Черемисов уселся к окну и оглядел своих спутников. Все прилаживались, суетились, особенно дамы. Против Черемисова сидел хмурый господин лет сорока, больной, желтый, совсем седой. Он, как пришел, сел на место и сейчас же уткнулся в газету. «Верно, шатун старый!» — подумал Черемисов, оглядывая потертое гороховое пальто хмурого барина.
И хмурый барин, оставив газету, пристально оглядел своего соседа, и, видно, сосед ему понравился, потому что на угрюмом лице его явилось подобие какой-то улыбки, и он спросил:
— До Москвы?
— Дальше. В Грязнополье…
— Видно, на вакации пробираетесь?
— Именно…
— Отвратительный город! — оживился хмурый барин. — Я там три года учительствовал… Скверный!
— А ваш путь куда? — полюбопытствовал Черемисов.
— На Кавказ. Пробираюсь из Архангельска!
— Далеконько!
— Вот посмотрю, каково на Кавказе! — не без злобной горечи шипел хмурый барин. — До седых волос с места на место таскаюсь и не могу до хорошего города дотаскаться!
— Быть может, на Кавказе понравится?
— Вряд! — махнул рукой хмурый барин. — Посмотрю, как там, и махну оттуда в Сибирь.
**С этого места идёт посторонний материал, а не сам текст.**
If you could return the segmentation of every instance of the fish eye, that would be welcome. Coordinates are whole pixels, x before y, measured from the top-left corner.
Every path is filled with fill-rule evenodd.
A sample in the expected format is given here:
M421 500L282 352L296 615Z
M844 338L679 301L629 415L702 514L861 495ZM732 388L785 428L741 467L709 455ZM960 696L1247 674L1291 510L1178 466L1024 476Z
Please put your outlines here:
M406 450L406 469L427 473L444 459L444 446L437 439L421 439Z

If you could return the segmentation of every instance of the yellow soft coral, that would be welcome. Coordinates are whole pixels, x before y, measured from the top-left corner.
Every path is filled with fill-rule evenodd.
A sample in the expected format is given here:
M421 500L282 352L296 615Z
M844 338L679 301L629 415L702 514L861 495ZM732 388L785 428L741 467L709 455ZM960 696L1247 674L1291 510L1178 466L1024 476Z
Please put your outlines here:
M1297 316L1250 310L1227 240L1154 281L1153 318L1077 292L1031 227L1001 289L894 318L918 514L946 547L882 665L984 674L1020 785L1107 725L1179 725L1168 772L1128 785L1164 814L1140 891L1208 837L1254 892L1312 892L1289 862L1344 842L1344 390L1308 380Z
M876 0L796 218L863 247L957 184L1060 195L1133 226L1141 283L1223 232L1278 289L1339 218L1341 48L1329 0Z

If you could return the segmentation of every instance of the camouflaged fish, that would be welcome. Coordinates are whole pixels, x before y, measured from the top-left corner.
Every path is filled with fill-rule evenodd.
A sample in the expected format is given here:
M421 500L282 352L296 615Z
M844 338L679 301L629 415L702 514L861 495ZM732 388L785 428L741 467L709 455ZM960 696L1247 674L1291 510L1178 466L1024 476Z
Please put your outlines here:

Там, говорят, лучше всего, — прибавил он, смеясь тихим, язвительным смехом. — Поживите с мое, и вы потаскаетесь, — продолжал он после некоторого молчания, — коли жиром не обрастете, как вон тот (хмурый барин взглянул в сторону на толстого, отдувающегося пассажира) салотопенный завод! Времена такие! — обрезал недовольный господин и снова уткнулся в газету.
Черемисов улыбнулся. «Так и есть, старый шатун, да вдобавок еще болтливый!» — подумал он и стал глядеть на мелькавшие поля и будки.
Во всю дорогу хмурый сосед Черемисова шипел на все безразлично: на погоду, на газеты, на буфеты, на кондукторов, и, только подъезжая к Москве, он обратился прямо к Черемисову:
— Вы сегодня же дальше?
— Сегодня!
— А я в этой грязной Москве останусь, отдохну. Вы ночь-то спали словно сказочный богатырь, а я на этих проклятых узких диванах заснуть не мог. Черт знает как строят у нас железные дороги! Трясет, бросает вас из стороны в сторону! — желчно пилил хмурый барин, ставший за ночь похожим на выцветший лимон.
— Будто так плохо? — едва улыбнулся Черемисов.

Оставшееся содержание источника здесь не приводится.